So it’s finally happened – I have my first official handicap. After innumerable telephone calls to various golfing administrators I arrived at the first tee on Sunday the proud possessor of a mathematically convenient 18 handicap.
Confusion regarding starting times meant I was nearly late. From the car park I could see my playing companions standing on the first swishing confidently, and rather impatiently. However, less than three minutes after my arrival I played my first shot as a handicap man.
Conventional wisdom suggests that, with no time to settle myself, I would play abysmally. But, with a perversity that is perhaps the hallmark of my golf, I began by playing the best golf of my life. By the 7th I was two-over the card and the silent envy of my high handicap playing companions.

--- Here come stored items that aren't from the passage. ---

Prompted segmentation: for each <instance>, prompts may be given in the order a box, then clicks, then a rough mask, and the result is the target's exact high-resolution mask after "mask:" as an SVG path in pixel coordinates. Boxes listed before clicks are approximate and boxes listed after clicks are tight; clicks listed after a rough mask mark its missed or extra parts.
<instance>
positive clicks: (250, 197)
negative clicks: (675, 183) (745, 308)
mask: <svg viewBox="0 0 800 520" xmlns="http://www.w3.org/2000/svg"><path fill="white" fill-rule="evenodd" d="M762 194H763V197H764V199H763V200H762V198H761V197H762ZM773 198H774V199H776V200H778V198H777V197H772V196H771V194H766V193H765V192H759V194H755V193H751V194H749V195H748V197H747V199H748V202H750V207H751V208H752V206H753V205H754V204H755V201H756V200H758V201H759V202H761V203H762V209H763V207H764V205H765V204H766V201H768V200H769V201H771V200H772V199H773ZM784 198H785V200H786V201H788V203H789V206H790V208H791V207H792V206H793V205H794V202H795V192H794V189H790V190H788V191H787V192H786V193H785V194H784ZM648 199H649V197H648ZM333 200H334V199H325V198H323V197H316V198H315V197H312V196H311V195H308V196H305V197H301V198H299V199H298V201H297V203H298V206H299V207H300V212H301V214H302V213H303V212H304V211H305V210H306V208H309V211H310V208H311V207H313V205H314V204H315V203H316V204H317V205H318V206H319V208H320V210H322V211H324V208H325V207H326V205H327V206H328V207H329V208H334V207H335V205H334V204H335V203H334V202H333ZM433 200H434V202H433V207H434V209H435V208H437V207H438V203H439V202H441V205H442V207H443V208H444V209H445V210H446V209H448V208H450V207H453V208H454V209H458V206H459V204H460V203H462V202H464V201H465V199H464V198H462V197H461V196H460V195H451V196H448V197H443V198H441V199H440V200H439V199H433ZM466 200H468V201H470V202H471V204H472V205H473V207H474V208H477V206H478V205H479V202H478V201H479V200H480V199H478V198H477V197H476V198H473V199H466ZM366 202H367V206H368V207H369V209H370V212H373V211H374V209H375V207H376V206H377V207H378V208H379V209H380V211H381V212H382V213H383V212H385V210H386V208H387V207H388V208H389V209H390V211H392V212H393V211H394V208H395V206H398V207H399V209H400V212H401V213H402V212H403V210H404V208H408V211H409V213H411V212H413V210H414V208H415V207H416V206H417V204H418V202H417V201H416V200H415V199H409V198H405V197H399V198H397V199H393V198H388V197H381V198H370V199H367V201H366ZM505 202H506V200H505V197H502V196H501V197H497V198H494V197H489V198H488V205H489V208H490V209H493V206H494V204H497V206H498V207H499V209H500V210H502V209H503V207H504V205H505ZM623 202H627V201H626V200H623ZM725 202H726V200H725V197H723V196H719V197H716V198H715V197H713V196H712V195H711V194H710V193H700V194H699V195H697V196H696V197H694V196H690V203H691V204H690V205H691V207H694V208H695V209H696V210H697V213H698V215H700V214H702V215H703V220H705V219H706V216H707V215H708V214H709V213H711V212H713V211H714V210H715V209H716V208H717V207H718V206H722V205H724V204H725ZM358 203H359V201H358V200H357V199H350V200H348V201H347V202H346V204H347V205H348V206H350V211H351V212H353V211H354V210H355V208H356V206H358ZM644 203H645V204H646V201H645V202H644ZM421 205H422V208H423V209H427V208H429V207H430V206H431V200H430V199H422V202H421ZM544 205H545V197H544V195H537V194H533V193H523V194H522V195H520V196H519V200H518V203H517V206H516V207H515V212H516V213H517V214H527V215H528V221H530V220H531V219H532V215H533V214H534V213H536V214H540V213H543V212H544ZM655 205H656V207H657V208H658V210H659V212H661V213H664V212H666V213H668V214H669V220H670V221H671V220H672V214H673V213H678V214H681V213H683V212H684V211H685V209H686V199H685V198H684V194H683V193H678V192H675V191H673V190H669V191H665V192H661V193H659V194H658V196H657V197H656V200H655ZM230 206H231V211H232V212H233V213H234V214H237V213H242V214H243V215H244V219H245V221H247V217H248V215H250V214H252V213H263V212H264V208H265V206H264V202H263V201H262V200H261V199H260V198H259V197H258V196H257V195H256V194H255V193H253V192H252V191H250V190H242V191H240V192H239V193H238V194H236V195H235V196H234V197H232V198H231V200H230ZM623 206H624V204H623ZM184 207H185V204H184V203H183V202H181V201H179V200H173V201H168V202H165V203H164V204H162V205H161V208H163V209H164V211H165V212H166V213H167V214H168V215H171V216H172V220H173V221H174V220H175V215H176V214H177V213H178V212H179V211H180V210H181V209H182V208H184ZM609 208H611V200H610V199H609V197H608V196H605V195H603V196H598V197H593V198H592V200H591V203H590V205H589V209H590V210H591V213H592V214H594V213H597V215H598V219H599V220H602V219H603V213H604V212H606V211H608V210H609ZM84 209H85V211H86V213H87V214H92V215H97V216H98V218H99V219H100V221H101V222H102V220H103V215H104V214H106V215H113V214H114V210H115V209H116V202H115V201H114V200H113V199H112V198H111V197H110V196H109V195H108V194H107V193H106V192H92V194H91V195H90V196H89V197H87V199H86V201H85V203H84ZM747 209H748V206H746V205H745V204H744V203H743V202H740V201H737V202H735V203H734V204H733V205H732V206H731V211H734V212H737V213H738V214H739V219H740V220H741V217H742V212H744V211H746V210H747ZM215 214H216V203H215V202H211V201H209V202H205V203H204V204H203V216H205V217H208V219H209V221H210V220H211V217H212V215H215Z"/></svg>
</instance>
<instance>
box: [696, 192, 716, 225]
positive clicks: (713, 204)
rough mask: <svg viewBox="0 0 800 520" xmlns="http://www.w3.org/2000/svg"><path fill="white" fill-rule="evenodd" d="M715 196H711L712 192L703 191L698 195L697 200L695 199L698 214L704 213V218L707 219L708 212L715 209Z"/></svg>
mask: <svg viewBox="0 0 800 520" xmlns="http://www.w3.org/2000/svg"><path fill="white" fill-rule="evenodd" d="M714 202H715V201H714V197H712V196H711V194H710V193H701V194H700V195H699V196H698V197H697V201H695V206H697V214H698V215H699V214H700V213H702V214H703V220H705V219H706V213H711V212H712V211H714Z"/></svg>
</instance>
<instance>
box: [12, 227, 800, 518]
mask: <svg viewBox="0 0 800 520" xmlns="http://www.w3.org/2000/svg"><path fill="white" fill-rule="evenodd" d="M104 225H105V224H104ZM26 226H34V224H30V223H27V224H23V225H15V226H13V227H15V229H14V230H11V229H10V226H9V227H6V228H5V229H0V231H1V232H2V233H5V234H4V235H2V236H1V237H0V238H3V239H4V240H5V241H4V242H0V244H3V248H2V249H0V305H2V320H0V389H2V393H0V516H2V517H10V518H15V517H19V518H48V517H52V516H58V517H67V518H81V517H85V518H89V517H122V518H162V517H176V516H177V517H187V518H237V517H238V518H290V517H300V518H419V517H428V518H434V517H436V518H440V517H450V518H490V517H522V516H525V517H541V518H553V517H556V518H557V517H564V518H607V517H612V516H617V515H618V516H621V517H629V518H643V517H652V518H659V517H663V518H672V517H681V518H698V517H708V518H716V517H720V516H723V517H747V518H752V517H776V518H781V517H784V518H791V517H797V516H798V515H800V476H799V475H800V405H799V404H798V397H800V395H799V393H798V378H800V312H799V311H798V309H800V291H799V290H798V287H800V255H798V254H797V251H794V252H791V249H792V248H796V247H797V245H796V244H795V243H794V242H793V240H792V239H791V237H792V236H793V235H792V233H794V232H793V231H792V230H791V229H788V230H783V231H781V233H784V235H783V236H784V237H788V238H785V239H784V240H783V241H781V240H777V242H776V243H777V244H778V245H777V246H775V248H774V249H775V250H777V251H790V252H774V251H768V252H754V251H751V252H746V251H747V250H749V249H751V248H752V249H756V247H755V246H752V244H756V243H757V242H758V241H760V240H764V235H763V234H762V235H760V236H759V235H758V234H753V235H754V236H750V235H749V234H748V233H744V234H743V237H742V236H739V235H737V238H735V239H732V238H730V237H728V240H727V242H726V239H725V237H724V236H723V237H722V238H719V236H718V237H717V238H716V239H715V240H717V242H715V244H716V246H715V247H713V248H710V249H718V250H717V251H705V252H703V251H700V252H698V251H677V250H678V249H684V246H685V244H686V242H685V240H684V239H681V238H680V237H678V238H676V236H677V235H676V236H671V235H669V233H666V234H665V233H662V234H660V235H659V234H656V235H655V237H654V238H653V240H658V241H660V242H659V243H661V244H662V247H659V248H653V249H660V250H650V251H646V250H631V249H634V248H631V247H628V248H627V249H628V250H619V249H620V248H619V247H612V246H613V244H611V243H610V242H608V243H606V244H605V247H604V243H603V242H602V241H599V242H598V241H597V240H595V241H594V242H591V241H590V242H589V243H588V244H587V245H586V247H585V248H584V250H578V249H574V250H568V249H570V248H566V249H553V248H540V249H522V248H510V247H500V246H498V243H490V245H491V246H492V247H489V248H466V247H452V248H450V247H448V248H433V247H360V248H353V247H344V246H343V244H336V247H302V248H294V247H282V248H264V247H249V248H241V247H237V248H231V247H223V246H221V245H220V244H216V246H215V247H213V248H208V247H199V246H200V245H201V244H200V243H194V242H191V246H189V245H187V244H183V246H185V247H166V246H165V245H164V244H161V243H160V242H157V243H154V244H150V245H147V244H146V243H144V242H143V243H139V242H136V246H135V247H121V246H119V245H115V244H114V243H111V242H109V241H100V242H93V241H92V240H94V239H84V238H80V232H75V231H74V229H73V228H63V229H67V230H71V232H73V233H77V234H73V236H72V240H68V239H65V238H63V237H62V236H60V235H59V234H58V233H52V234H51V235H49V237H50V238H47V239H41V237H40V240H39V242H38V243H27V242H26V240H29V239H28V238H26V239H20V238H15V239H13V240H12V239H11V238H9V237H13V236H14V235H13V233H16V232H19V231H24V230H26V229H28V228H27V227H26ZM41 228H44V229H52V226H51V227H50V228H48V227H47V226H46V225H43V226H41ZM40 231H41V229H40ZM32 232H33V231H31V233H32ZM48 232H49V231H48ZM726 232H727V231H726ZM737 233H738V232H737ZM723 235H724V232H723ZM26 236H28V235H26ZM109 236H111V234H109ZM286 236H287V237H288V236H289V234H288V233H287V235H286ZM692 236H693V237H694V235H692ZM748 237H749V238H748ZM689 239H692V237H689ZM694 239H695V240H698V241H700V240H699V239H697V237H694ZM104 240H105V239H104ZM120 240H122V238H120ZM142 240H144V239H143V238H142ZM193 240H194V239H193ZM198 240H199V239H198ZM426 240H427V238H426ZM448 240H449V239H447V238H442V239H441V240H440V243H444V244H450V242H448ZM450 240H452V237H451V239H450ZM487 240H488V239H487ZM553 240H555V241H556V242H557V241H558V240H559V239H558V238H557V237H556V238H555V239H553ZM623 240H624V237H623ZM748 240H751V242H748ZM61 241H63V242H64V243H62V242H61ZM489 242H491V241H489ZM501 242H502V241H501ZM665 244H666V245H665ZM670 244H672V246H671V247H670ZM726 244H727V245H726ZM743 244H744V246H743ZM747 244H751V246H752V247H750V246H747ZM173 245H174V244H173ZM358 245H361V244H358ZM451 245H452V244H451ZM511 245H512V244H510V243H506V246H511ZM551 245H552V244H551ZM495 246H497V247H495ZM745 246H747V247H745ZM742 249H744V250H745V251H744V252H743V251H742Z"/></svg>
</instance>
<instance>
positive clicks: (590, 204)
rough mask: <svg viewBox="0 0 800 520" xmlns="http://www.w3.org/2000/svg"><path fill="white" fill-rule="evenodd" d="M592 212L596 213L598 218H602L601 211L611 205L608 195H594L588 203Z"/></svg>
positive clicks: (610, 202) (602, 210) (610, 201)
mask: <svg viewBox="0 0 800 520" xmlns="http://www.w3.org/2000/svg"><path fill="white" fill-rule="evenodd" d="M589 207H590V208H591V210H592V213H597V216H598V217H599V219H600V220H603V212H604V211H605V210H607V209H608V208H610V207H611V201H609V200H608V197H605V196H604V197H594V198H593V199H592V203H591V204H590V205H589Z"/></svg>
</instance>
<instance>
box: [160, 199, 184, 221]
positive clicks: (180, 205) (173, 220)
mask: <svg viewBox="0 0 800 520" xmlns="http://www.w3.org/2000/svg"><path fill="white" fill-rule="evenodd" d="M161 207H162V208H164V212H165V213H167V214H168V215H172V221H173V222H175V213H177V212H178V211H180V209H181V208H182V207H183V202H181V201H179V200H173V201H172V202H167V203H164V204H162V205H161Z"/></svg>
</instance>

I think that if they had just kept on being silent, all might yet have been well. But no, they commented. And worse, they made complimentary comments. “You must be lower than 18”, “What a lovely touch around the green”.
And so the trouble began. In most other sports I’ve played, a compliment is easier to accept. I think that has to do with the fact that golf is, to use one of my friend’s epithets, a cruel mistress. She is never more likely to teach me a (further) lesson in humility than just when I am playing moderately well.
So, as a general rule, I regard golfing compliments as if I am a visitor in a beautiful house and they the alarm that may wake a sleeping dog. Whilst sometimes that dog, when woken, will be friendly, invariably it’s just angry. In short, I prefer the alarm not to be sounded during my visit.
The spell was broken. An eight at the par-5 9th saw the dog open one inquisitive eye, a five at the 12th and he was giving a large yawn, stretching and having a scratch. By the par-3 16th, where I took a six, he was well underway and snapping at the seat of my proverbial plus fours.
Having finished, I repaired to the clubhouse with my fellow players, who, you will be relieved but perhaps unsurprised to learn, had stopped paying me compliments shortly after the 9th. However, imagine my surprise to find that playing to my handicap had earned me my first ever golfing prize, a bottle of wine.
I drove home with a warm glow of satisfaction. I had a handicap to which I had played, I had received some, albeit short-lived, compliments about my golf and, into the bargain, won a nice bottle of Shiraz.
It just goes to show you, I suppose, that every dog does have its day.